"Tut!" and Miss Tranter tossed her head. "What do you want to be grateful to me for! You've had food and lodging, and you've paid me for it. I've offered you work and you won't take it. That's the long and short of it between us."

And thereupon she marched out of the room, her head very high, her shoulders very square, and her back very straight. Helmsley watched her dignified exit with a curious sense of half-amused contrition.

"What odd creatures some women are!" he thought. "Here's this sharp-tongued, warm-hearted hostess of a roadside inn quite angry because, apparently, an old tramp won't stay and do incompetent work for her! She knows that I should make a mere boggle of her garden,—she is equally aware that I could be no use in any way on 'Feathery' Joltram's farm—and yet she is thoroughly annoyed and disappointed because I won't try to do what she is perfectly confident I can't do, in order that I shall rest well and be fed well for one or two days! Really the kindness of the poor to one another outvalues all the gifts of the rich to the charities they help to support. It is so much more than ordinary 'charity,' for it goes hand in hand with a touch of personal feeling. And that is what few rich men ever get,—except when their pretended 'friends' think they can make something for themselves out of their assumed 'friendship'!"

He put on his hat, and plucked one of the roses clambering in at the window to take with him as a remembrance of the "Trusty Man,"—a place which he felt would henceforward be a kind of landmark for the rest of his life to save him from drowning in utter cynicism, because within its walls he had found unselfish compassion for his age and loneliness, and disinterested sympathy for his seeming need. Then he went to say good-bye to Miss Tranter. She was, as usual, in the bar, standing very erect. She had taken up her knitting, and her needles clicked and glittered busily.

"Matt Peke left a bottle of his herb wine for you," she said. "There it is."
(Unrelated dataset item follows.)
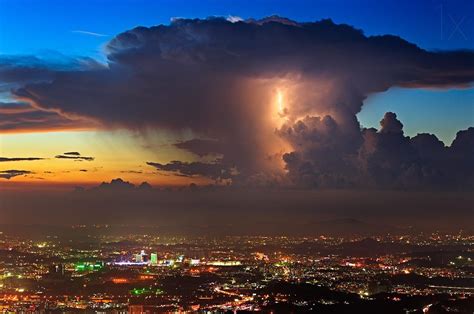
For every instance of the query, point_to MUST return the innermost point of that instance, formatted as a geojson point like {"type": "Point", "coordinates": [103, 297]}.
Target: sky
{"type": "Point", "coordinates": [215, 93]}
She indicated by a jerk of her head a flat oblong quart flask, neatly corked and tied with string, which lay on the counter. It was of a conveniently portable shape, and Helmsley slipped it into one of his coat pockets with ease.

"Shall you be seeing Peke soon again, Miss Tranter?" he asked.

"I don't know. Maybe so, and maybe not. He's gone on to Crowcombe. I daresay he'll come back this way before the end of the month. He's a pretty regular customer."

"Then, will you thank him for me, and say that I shall never forget his kindness?"

"Never forget is a long time," said Miss Tranter. "Most folks forget their friends directly their backs are turned."